La cronaca ci racconta di come a Napoli si muore colpiti da proiettili esplosi da armi clandestine. A sparare sono giovanissimi minorenni, in possesso di pistole che provengono dai tanti arsenali della camorra. In Campania le armi della camorra sono ovunque, nascoste in vani delle ascensori della case popolari, a volte, murate o sotterrare in terreni. Ma anche custodite in cimiteri o in garage che appartengono a degli insospettabili.
Per decenni le istituzioni non hanno minimamente contrasto il fenomeno delle armi clandestine. E nel frattempo la camorra si è armata.
Adesso a sparare sono i minorenni, ma è sensore stato così. I camorristi diventano boss a 15 anni con l’omicidio di un rivale del clan avversario o di un innocente. I baby boss uccidono.
La cultura della legalità è scomparsa e anche chi contrasta la malavita è costretto a scappare da Napoli. Sono spietati criminali, cresciuti con le armi a tavola e con l’emulazione del boss in galera che comanda e muove soldi, nonostante sia in detenzione. Abiti firmati, rolex, auto di lusso e cantanti neomelodici sono i riferimenti di chi fa parte della camorra e di quel mondo sporco dove, da decenni, i clan si dividono i territori distruggendo il futuro di intere generazioni.

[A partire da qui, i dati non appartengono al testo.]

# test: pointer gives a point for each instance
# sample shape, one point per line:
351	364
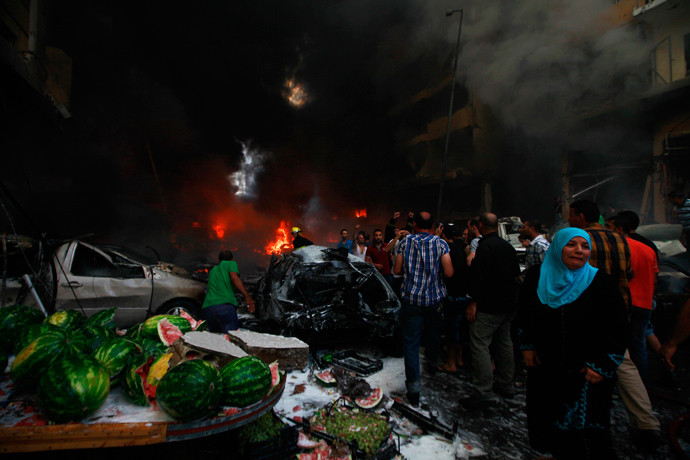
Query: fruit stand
23	430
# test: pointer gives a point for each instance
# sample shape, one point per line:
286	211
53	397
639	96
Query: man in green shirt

Le armi servono per vincere le faide e per intimidire chi non paga il pizzo. Più spari e più i cittadini hanno paura. E’ la logica del terrore che la camorra diffonde.
La camorra, quella SPA, ha la sua articolazione militare in quella fascia di età che va dai 15 ai 18 anni. Giovani che sono consapevoli che la legge mai li punirà con condanne certe e severe, perché c’è un vuoto legislativo che se non viene colmato aiuterà i tanti aspiranti boss a commettere omicidi. Per il solo obbiettivo di diventare i nuovi capozona.